Nos choix alimentaires en eux-mêmes sont aussi révélateurs de plein d’autres choses qui en disent long sur nous et notamment sur l’histoire de nos familles. Tang Frères a été pris d’assaut ce week-end à Paris, tandis que les Méditerranéens assuraient un stock conséquent d’huile d’olive et de thon. Les membres ou les parents des grandes fratries disent n’avoir pas eu besoin de faire de stocks: leur vie est un stock permanent et leur congélateur était déjà plein. Les angoissé·e·s de la guerre ont privilégié les conserves et les féculents, pendant que les obsédé·e·s du healthy ont traqué les produits frais et bio bien plus périssables. De toute façon, on le rappelle: les commerces d’alimentation restent ouverts pendant le confinement et il sera possible de se ravitailler. Mais dans le doute, on a quand même pris des packs d’eau (tant pis pour la surconsommation de plastique) et des lentilles, ainsi que du chocolat; le confinement est une bonne occasion d’abandonner le diktat du bikini body, même si la culpabilité n’est malheureusement jamais loin.  Il serait d’ailleurs très intéressant de savoir quelles sont les motivations des personnes se réjouissant vraiment de savoir qu’on va avoir le droit de faire du jogging, en plus de faire des séries de squats dans le salon.

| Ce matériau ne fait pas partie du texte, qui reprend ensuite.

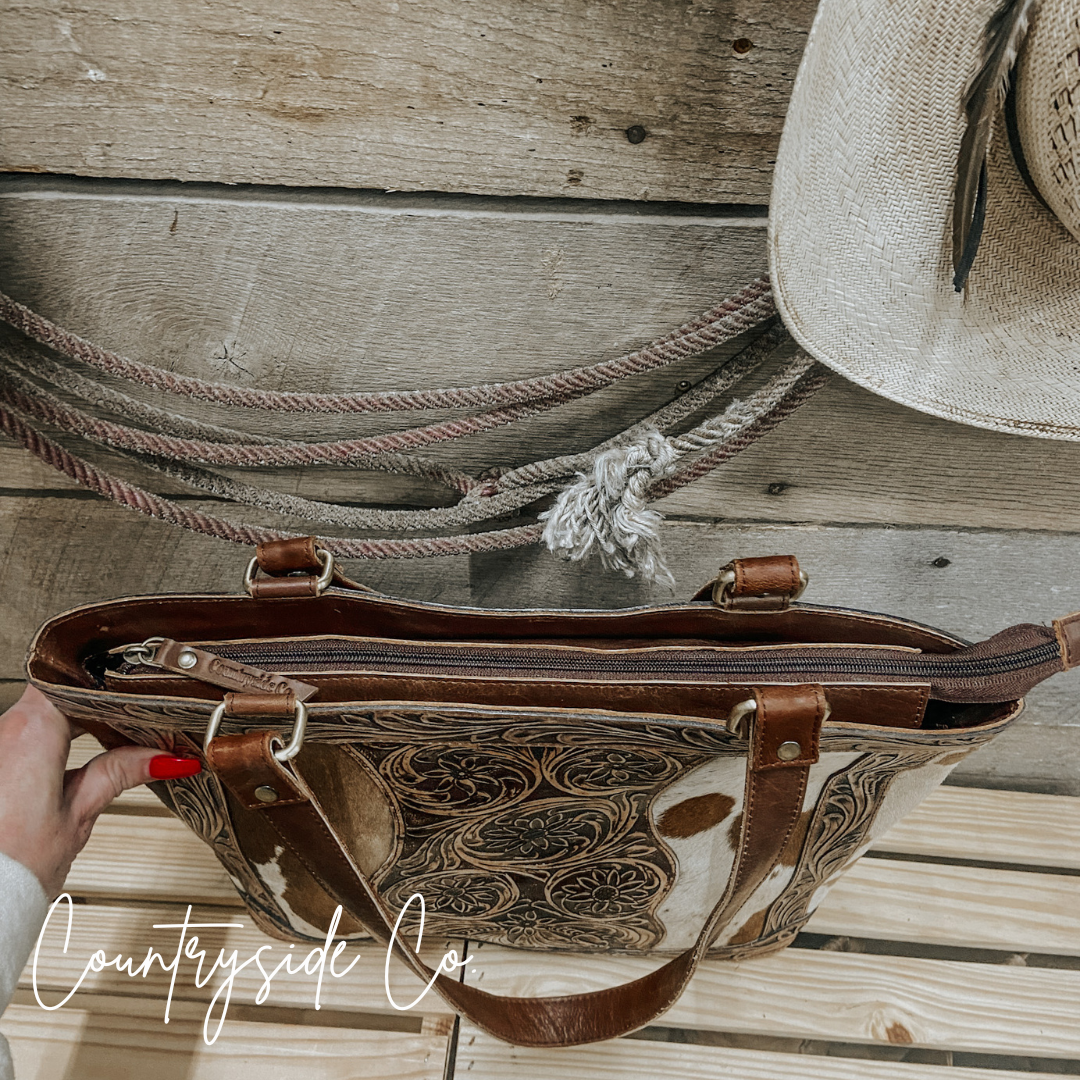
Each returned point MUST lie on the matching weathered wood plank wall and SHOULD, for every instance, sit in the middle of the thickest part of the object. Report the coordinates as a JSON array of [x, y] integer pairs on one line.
[[520, 98], [304, 284]]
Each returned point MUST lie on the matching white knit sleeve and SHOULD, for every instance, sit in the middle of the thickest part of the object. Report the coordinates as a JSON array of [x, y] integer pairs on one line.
[[23, 907]]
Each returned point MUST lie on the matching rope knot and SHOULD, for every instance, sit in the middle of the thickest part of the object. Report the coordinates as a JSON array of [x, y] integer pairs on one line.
[[607, 510]]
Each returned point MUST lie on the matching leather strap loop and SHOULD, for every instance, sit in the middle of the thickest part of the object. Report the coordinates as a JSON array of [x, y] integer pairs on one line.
[[772, 804]]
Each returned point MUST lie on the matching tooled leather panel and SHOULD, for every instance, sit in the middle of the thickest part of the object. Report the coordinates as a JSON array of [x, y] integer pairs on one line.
[[765, 576], [900, 706], [288, 556], [542, 847]]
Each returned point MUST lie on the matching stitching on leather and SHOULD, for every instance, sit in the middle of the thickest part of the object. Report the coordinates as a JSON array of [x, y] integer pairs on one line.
[[1063, 643]]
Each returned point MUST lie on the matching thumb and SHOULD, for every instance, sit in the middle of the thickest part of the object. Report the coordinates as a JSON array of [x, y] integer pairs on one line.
[[91, 788]]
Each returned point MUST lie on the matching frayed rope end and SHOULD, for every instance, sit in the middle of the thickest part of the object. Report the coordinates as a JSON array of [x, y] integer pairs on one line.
[[607, 511]]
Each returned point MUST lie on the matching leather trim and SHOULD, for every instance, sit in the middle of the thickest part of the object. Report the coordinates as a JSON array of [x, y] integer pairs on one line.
[[1067, 632], [245, 763], [294, 555], [773, 801]]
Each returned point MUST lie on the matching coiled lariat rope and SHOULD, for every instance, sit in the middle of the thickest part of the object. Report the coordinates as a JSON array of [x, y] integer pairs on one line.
[[603, 505]]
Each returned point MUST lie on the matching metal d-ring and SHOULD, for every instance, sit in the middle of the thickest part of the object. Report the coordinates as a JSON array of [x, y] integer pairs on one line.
[[725, 582], [295, 742], [740, 714], [739, 717], [322, 582], [144, 655]]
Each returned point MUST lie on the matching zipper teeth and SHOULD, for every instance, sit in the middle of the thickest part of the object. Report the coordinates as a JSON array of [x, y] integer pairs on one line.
[[915, 666]]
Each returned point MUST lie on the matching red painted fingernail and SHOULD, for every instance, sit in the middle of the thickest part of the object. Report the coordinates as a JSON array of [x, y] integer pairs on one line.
[[165, 767]]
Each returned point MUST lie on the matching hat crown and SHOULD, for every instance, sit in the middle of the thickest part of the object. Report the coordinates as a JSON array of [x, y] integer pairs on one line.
[[1048, 108]]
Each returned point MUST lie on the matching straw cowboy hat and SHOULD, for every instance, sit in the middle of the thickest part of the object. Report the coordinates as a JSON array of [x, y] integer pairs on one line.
[[925, 227]]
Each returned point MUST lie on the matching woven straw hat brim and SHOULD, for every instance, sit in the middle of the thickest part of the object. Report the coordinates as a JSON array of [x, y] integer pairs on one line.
[[860, 240]]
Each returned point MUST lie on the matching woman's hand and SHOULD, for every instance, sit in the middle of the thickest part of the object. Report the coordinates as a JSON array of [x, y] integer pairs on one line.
[[46, 813]]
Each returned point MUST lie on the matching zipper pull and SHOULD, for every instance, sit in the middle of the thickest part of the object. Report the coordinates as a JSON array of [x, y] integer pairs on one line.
[[198, 663]]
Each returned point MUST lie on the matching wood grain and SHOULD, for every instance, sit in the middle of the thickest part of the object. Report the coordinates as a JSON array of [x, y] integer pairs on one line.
[[414, 96], [127, 930], [840, 997], [122, 1039], [482, 1057], [158, 859], [969, 906], [57, 553]]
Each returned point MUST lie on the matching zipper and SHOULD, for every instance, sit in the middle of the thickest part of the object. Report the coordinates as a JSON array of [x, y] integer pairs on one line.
[[704, 662], [966, 675]]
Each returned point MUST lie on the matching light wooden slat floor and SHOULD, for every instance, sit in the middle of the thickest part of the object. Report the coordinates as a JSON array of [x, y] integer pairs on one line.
[[121, 1039], [139, 862], [481, 1057]]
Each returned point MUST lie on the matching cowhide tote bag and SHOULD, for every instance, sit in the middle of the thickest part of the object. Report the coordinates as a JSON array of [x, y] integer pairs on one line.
[[683, 780]]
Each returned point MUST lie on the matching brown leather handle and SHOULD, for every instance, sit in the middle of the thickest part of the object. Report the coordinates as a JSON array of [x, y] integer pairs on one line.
[[775, 787], [293, 567]]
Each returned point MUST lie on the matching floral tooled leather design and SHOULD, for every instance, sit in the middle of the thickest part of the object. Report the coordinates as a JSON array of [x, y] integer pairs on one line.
[[559, 855]]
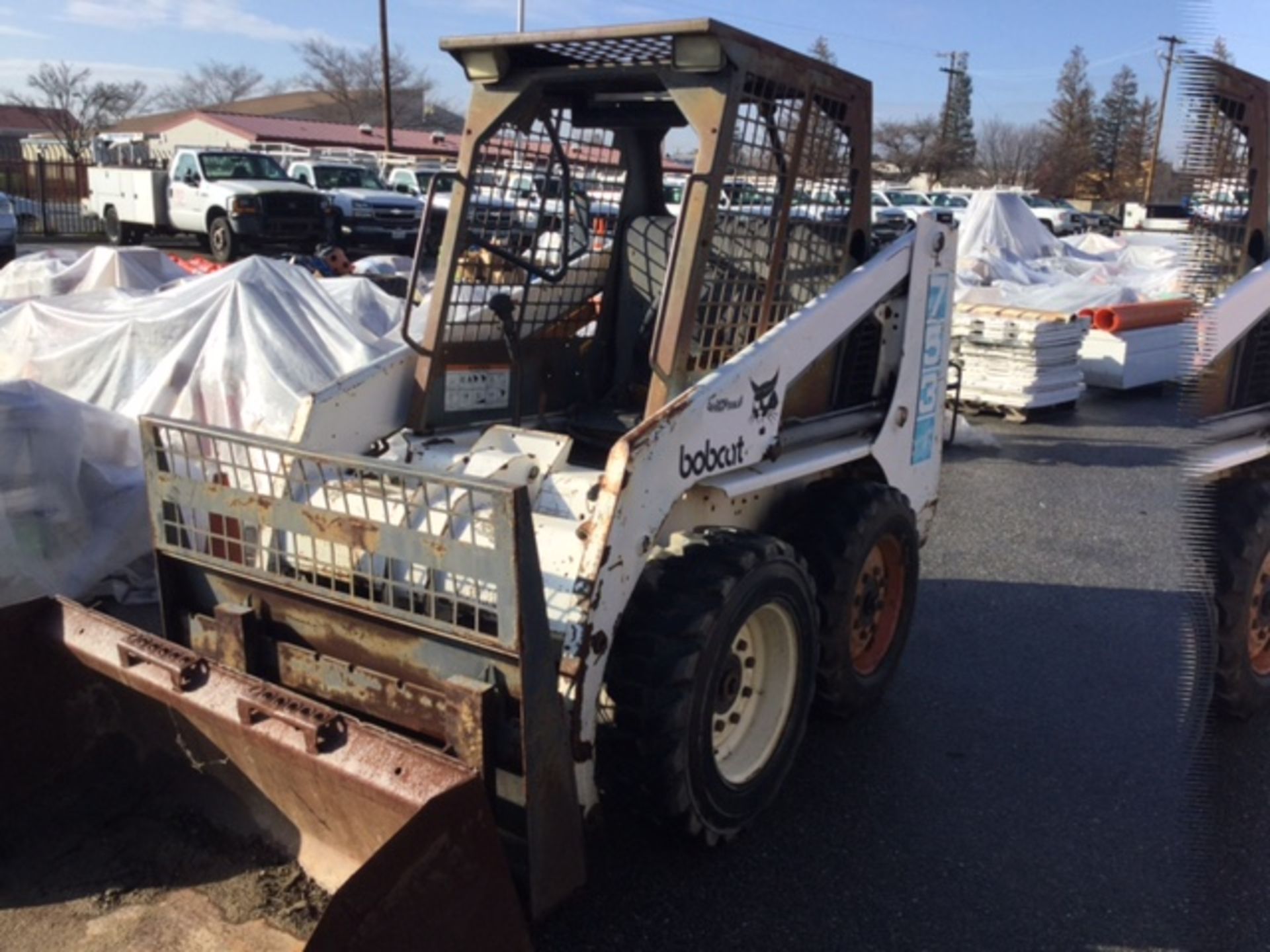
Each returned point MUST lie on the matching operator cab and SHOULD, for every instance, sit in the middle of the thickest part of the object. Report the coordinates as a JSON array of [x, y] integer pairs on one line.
[[591, 302]]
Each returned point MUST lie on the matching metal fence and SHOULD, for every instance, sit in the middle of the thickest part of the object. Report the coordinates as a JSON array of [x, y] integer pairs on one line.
[[48, 197]]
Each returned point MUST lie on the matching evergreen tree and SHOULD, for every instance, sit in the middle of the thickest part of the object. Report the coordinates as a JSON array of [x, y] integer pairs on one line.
[[1138, 145], [1115, 157], [960, 125], [1071, 128]]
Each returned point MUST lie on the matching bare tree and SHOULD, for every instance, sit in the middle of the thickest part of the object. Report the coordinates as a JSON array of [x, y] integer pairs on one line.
[[912, 147], [75, 108], [353, 79], [822, 51], [1071, 128], [1010, 154], [212, 83]]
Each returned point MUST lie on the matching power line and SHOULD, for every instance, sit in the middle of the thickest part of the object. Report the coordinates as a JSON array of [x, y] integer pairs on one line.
[[1174, 42]]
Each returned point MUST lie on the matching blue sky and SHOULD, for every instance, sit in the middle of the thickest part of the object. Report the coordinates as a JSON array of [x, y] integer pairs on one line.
[[1016, 46]]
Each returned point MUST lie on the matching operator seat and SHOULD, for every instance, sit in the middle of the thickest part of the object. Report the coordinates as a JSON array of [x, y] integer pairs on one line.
[[646, 251]]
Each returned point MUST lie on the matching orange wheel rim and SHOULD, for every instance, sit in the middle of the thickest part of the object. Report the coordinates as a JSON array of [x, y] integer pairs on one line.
[[1259, 621], [876, 603]]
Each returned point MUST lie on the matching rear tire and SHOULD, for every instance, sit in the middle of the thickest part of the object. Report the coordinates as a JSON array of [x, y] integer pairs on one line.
[[222, 243], [860, 541], [1242, 594], [712, 677]]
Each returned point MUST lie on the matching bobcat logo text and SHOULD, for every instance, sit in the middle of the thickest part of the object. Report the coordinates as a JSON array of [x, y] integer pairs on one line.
[[712, 457]]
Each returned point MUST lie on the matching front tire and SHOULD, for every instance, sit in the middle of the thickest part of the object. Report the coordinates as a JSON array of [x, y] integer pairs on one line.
[[861, 543], [1242, 593], [712, 678], [222, 243]]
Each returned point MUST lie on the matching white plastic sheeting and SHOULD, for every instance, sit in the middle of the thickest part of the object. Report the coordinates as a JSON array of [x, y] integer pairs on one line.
[[73, 496], [240, 348], [370, 306], [69, 272], [1006, 257]]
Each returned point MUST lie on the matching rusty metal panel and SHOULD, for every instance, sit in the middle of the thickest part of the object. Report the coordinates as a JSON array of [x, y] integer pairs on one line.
[[403, 836], [417, 547]]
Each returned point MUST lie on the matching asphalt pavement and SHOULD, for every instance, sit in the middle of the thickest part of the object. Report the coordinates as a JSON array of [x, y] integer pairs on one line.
[[1024, 783]]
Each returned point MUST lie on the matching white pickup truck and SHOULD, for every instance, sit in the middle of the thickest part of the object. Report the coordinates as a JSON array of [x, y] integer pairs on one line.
[[232, 200], [365, 212]]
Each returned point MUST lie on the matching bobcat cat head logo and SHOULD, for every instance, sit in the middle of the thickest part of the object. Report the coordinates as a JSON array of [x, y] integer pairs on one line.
[[765, 397]]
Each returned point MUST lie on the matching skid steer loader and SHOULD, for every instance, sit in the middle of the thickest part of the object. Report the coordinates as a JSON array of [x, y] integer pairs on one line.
[[662, 487], [1232, 457]]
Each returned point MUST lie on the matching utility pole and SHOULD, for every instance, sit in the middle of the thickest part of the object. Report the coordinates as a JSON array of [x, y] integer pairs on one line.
[[388, 79], [1174, 42], [952, 71]]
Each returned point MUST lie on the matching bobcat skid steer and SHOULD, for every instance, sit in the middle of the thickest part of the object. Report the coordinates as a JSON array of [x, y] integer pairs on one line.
[[1232, 457], [661, 489]]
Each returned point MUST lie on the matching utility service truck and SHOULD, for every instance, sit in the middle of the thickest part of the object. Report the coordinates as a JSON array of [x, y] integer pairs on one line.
[[632, 513], [233, 201]]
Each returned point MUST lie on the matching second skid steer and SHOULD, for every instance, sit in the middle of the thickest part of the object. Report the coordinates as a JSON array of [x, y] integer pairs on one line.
[[661, 491], [1232, 460]]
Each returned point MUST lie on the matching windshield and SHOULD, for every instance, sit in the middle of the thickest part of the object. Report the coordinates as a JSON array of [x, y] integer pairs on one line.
[[444, 180], [237, 165], [346, 177], [907, 198]]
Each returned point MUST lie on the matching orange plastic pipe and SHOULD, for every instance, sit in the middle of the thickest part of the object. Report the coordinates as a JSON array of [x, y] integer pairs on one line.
[[1148, 314]]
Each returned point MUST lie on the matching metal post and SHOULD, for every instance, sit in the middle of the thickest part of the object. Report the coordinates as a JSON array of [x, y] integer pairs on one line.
[[952, 71], [42, 190], [1160, 121], [388, 81]]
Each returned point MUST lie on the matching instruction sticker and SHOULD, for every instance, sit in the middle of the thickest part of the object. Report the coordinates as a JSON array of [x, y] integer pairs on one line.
[[478, 389], [930, 400]]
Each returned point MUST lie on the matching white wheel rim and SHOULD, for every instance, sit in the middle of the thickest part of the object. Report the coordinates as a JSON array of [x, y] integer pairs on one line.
[[755, 694]]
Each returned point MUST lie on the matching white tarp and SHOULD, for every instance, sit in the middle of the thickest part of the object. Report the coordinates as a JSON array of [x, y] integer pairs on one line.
[[73, 496], [240, 348], [372, 307], [1006, 257], [69, 272]]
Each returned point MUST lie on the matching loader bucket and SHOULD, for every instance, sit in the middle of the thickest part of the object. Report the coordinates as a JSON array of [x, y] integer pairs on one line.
[[400, 834]]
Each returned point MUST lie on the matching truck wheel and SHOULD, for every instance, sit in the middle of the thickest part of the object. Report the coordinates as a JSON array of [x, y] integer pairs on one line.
[[712, 681], [1242, 598], [222, 241], [112, 226], [860, 541]]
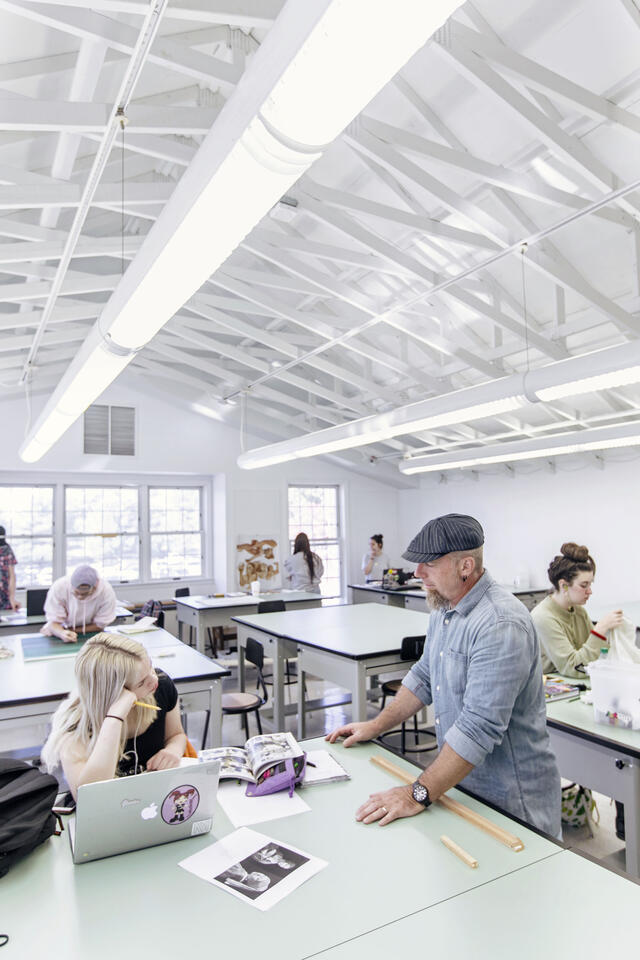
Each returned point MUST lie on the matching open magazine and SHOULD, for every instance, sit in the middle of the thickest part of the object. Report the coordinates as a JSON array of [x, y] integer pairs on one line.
[[269, 762]]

Si, sur le tapis roulant de la caisse, il y avait du bon vin et des préservatifs, c’est probablement que les client·e·s devant vous formaient un jeune couple prêt à se confiner dans la joie. Et s’il y avait des jolies serviettes en papier et des confettis, nul doute que vous aviez affaire à une blogueuse food, qui va pouvoir déployer des trésors de créativité sur Instagram avec toutes ces tables à dresser dans les prochaines semaines. Mais ce ne sont pas seulement nos stocks de nourriture qui parlent de nous, c’est surtout combien de temps ils vont durer. Il paraît que ce soir, certains sont déjà écoulés.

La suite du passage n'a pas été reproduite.